Accidental Hypothermia: Pre- and In-hospital resuscitation strategies
Accidental hypothermia with or without circulatory arrest: the experience from the Danish Præstø Fjord boating accident in 2011.
The European Association of Surfing Doctors (EASD) are delighted to welcome Dr. Michael Wanscher and Dr. Steen Barnung to Ireland to speak on Pre- and In-hospital resuscitation strategies in accidental hypothermia at the 3rd Annual Conference in Surfing Medicine, The Glasshouse, Sligo on 10th September 2014.
Resuscitation strategies in case of accidental hypothermia
Dr. Barnung and Wanscher will share their experience from the Danish Præstø Fjord boating accident in 2011 where 15 healthy subjects (median age 16 (range 15-45) years) were immersed in 2 °C salt water.

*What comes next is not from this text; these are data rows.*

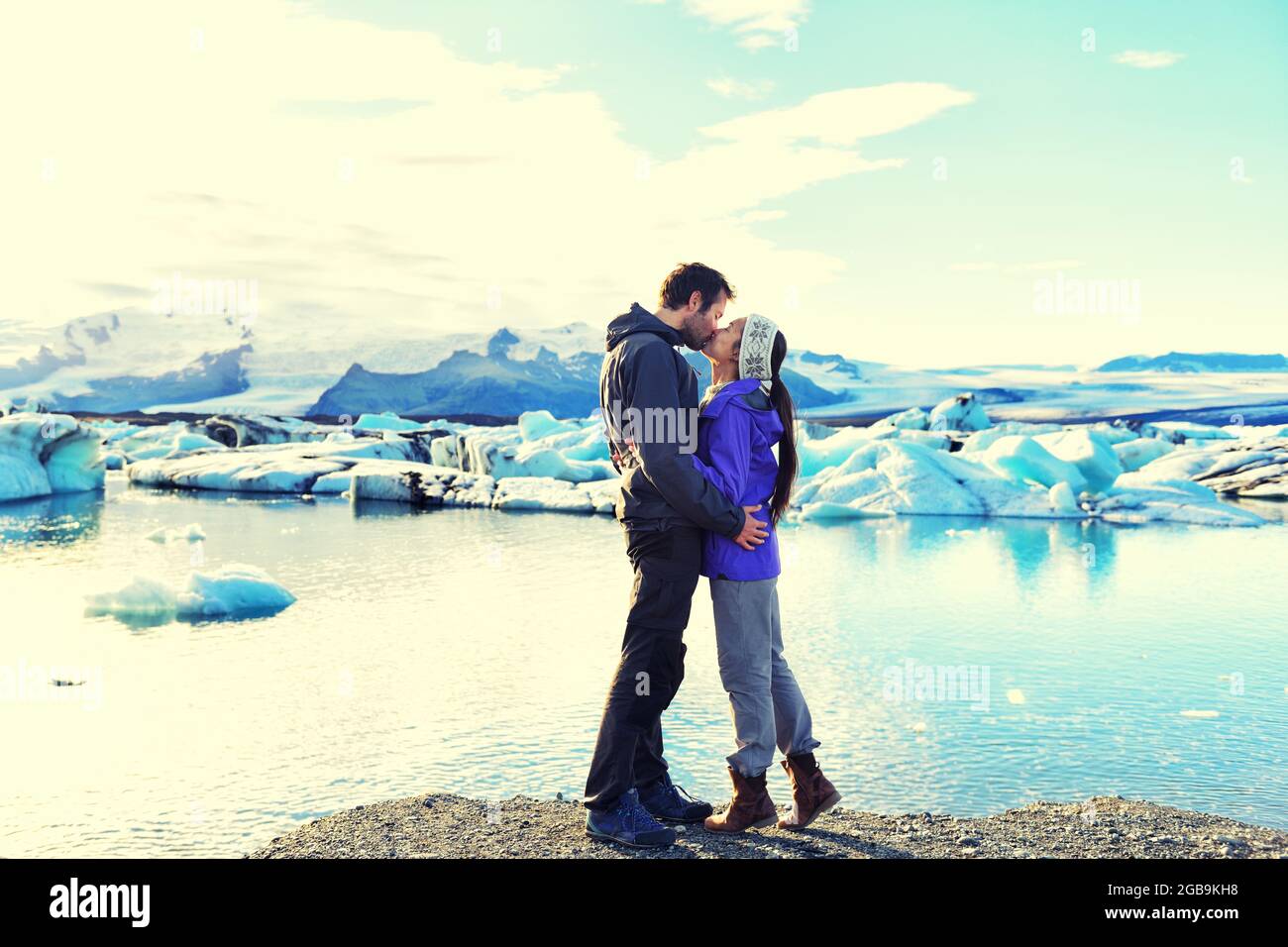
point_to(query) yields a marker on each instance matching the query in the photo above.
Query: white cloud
(1142, 59)
(759, 24)
(146, 147)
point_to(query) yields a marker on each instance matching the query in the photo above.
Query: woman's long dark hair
(787, 462)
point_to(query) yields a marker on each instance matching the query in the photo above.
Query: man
(665, 505)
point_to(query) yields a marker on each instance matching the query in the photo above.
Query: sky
(918, 183)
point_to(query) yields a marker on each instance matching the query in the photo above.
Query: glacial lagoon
(954, 665)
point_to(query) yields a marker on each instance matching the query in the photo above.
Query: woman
(745, 412)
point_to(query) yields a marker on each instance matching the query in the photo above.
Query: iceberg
(233, 590)
(1022, 460)
(1089, 451)
(896, 467)
(960, 412)
(48, 454)
(192, 532)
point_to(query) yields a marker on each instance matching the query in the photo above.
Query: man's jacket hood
(639, 320)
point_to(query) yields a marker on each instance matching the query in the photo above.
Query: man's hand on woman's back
(752, 530)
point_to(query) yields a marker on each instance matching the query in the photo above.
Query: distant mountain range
(143, 361)
(1190, 361)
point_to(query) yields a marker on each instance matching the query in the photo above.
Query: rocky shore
(449, 826)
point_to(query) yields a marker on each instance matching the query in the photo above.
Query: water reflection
(55, 519)
(468, 651)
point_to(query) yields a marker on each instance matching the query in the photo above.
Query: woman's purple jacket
(735, 432)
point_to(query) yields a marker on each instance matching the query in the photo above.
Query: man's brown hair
(682, 281)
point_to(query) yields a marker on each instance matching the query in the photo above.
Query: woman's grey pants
(767, 703)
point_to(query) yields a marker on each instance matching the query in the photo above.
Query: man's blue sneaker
(669, 802)
(629, 823)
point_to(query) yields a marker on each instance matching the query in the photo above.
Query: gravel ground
(437, 826)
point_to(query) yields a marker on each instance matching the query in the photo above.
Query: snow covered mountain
(140, 360)
(1194, 363)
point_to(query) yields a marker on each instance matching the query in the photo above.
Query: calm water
(468, 651)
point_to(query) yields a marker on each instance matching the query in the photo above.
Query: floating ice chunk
(386, 420)
(983, 440)
(48, 454)
(1063, 499)
(1089, 451)
(540, 493)
(143, 599)
(233, 590)
(1115, 433)
(1183, 432)
(535, 425)
(836, 510)
(1024, 460)
(815, 454)
(960, 412)
(912, 419)
(1180, 501)
(192, 532)
(1144, 450)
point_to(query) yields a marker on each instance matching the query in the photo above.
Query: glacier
(906, 464)
(235, 590)
(43, 454)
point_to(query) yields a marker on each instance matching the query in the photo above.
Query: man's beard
(695, 331)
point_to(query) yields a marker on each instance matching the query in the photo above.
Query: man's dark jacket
(660, 483)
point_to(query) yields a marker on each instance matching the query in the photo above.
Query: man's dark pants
(629, 749)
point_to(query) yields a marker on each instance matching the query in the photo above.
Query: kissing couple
(688, 513)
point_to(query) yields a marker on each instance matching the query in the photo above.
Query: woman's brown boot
(751, 805)
(811, 792)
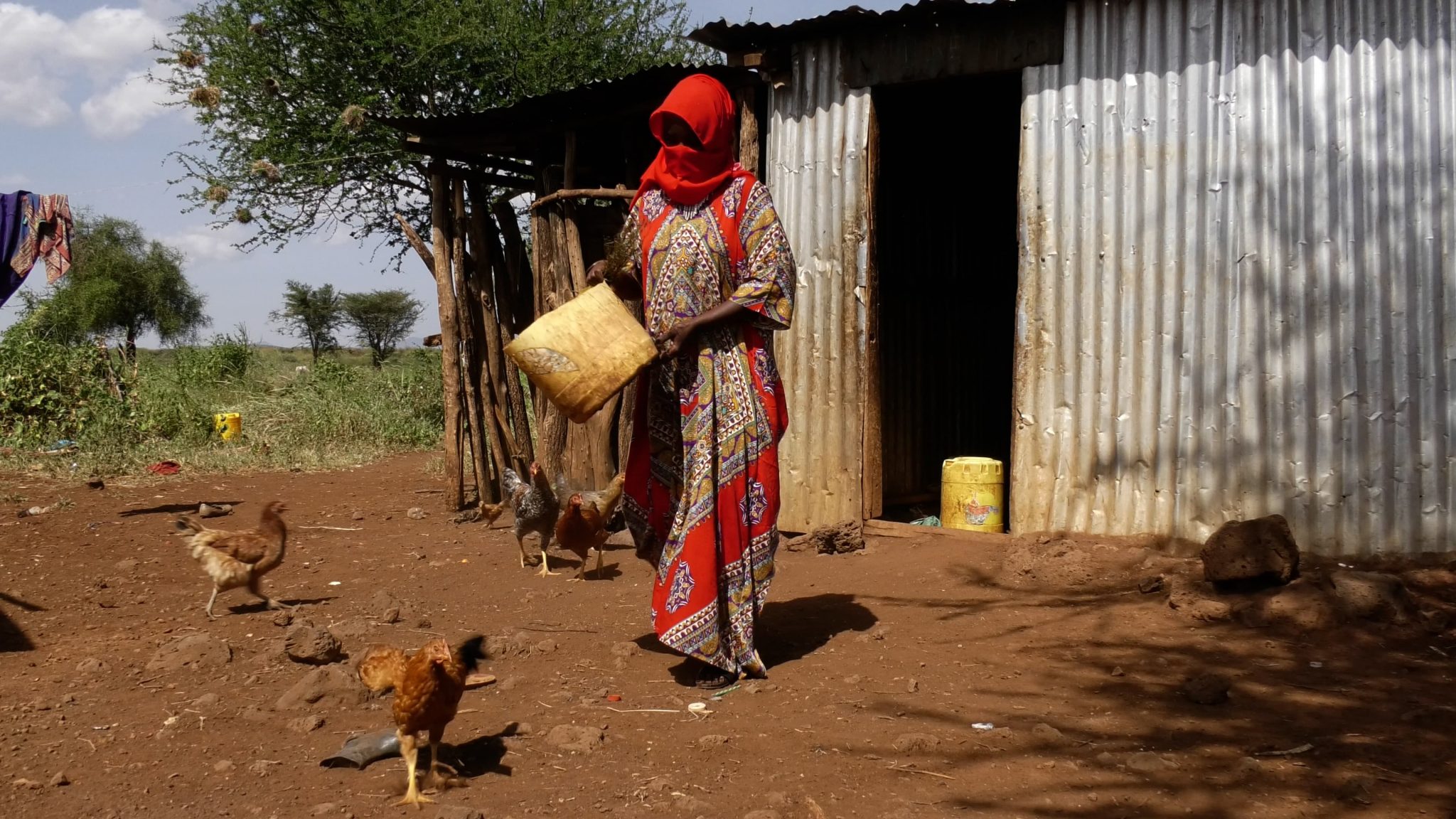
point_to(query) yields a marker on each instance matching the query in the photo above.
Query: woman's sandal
(712, 678)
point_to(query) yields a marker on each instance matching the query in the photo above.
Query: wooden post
(749, 129)
(579, 267)
(469, 348)
(493, 392)
(514, 397)
(449, 336)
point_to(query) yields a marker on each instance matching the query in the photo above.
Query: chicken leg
(547, 564)
(410, 749)
(433, 777)
(258, 592)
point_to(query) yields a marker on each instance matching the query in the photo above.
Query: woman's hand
(623, 284)
(676, 340)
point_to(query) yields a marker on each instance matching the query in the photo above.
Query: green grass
(341, 412)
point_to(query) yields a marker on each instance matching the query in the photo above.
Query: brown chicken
(427, 692)
(239, 559)
(583, 523)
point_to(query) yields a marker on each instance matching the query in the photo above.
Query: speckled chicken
(239, 559)
(536, 510)
(427, 694)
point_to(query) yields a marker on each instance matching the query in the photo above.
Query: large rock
(1368, 595)
(1251, 551)
(308, 643)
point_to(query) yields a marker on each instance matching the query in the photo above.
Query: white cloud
(47, 57)
(208, 244)
(124, 108)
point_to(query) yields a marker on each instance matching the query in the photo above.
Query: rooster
(427, 692)
(583, 523)
(536, 509)
(239, 559)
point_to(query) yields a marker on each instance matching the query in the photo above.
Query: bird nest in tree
(205, 97)
(353, 117)
(267, 171)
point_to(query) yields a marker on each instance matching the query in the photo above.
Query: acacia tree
(282, 90)
(119, 286)
(312, 314)
(380, 319)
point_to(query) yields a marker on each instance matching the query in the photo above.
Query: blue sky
(79, 120)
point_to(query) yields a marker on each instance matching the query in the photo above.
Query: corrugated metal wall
(1238, 229)
(815, 169)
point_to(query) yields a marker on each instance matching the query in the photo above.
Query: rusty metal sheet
(1238, 232)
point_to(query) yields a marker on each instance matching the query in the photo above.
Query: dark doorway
(947, 254)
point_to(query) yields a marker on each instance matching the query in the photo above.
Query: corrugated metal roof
(514, 129)
(1238, 299)
(746, 37)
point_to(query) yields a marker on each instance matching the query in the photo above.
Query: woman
(712, 264)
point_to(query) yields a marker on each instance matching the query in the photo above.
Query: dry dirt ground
(925, 677)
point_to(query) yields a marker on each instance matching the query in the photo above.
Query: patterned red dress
(702, 491)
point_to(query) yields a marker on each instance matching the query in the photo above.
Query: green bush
(338, 412)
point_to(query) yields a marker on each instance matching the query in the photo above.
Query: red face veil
(689, 173)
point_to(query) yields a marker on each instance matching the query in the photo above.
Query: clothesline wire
(280, 168)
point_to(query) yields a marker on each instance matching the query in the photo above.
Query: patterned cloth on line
(34, 228)
(704, 470)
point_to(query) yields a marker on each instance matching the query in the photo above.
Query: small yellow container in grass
(229, 426)
(584, 352)
(973, 494)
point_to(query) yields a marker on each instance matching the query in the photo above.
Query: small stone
(577, 738)
(306, 724)
(1149, 763)
(1207, 690)
(1047, 734)
(92, 666)
(915, 742)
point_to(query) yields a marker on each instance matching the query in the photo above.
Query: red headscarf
(689, 176)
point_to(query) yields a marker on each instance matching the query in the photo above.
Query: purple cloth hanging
(11, 206)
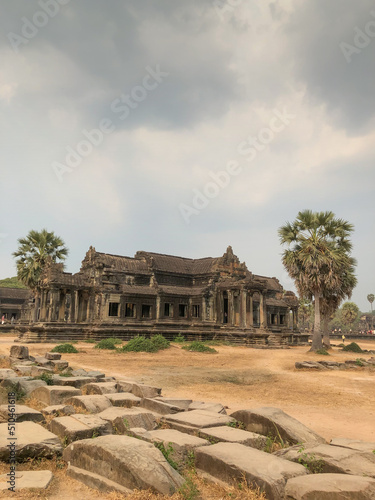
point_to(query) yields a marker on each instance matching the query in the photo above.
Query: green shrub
(353, 347)
(108, 343)
(198, 346)
(64, 348)
(141, 344)
(180, 339)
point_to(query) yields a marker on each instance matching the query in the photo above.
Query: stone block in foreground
(37, 479)
(333, 459)
(78, 426)
(91, 404)
(54, 394)
(124, 461)
(22, 413)
(123, 419)
(191, 421)
(228, 434)
(33, 441)
(231, 462)
(273, 421)
(330, 487)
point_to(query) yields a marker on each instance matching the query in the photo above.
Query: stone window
(130, 310)
(146, 311)
(168, 309)
(182, 310)
(113, 309)
(195, 311)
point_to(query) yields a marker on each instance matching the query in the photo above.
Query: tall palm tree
(371, 298)
(332, 298)
(32, 254)
(318, 251)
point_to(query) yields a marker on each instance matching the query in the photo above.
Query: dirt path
(333, 403)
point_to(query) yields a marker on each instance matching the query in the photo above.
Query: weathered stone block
(214, 407)
(196, 419)
(181, 403)
(77, 382)
(231, 462)
(58, 410)
(7, 373)
(25, 480)
(122, 419)
(92, 404)
(273, 421)
(52, 355)
(19, 351)
(330, 487)
(54, 394)
(159, 406)
(99, 388)
(77, 426)
(128, 462)
(228, 434)
(22, 413)
(333, 459)
(124, 399)
(353, 444)
(33, 441)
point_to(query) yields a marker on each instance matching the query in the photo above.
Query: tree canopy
(318, 260)
(33, 252)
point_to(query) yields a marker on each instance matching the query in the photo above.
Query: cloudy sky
(183, 127)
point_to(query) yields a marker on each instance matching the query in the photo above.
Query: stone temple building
(151, 293)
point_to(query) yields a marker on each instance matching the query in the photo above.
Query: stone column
(251, 310)
(230, 308)
(157, 312)
(62, 306)
(243, 313)
(262, 312)
(43, 305)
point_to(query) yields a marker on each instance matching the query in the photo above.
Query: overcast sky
(119, 118)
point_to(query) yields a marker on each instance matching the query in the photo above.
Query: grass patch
(64, 348)
(198, 346)
(141, 344)
(353, 347)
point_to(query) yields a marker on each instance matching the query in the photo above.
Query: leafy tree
(318, 251)
(349, 313)
(371, 298)
(33, 252)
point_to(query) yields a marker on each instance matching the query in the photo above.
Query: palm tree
(332, 298)
(33, 252)
(318, 251)
(371, 298)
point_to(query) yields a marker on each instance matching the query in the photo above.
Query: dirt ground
(332, 403)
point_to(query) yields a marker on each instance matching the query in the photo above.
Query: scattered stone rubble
(112, 434)
(349, 364)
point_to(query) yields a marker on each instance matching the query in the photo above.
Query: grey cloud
(315, 32)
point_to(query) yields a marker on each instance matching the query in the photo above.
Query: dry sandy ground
(333, 403)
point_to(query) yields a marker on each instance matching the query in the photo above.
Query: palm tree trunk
(326, 339)
(317, 336)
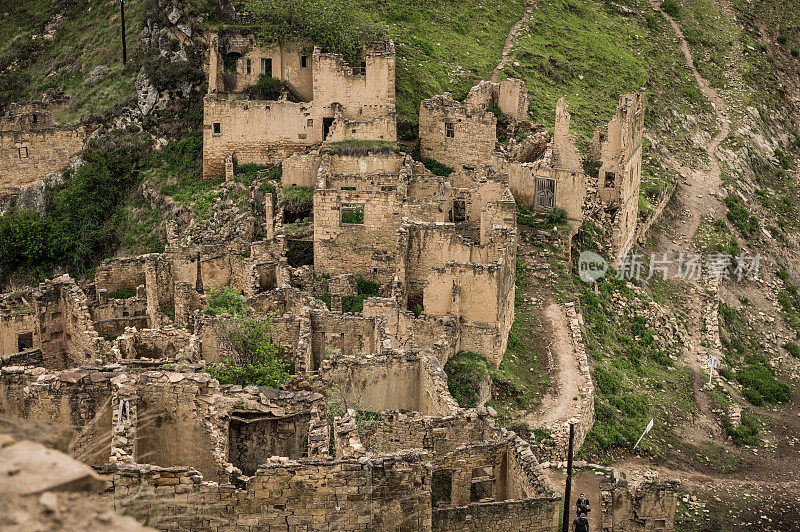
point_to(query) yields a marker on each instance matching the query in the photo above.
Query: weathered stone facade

Seven (7) patients were found with profound (Median Temperature: 18.4°C; Range: 15.5-20.2°C) accidental hypothermic circulatory arrest were successfully resuscitated using a management approach that employed extracorporeal membrane oxygenation (ECMO) rewarming, successive periods of therapeutic hypothermia and sedated normothermia, and intensive neurorehabilitation.
They were all rewarmed with extracorporeal membrane oxygenation (ECMO) and were subsequently evaluated with advanced neuroradiological and functional testing.
Furthermore, seven (7) other hypothermic victims (Minimum Core Temperature: 23°C) that did not suffer circulatory arrest also survived the accident.
Accidental hypothermia without circulatory arrest: results of the study
The victims that survived the accident without circulatory arrest were predominantly females with a higher body mass index.
Victims with circulatory arrest pH on arrival was a median of 6.61 (range 6.43-6.94), with ECMO being established a median of 226 (178-241)min after the accident.
Magnetic resonance spectroscopy showed neuronal dysfunction in five. In five victims initial normal white matter spectra progressed to show evidence of abnormal axonal membranes.
Based on the seven-level Functional Independence Measure test functional outcome was good in six circulatory arrest victims and in all without circulatory arrest. Mild to moderate cognitive dysfunction was seen in six and severe dysfunction in one circulatory arrest victim.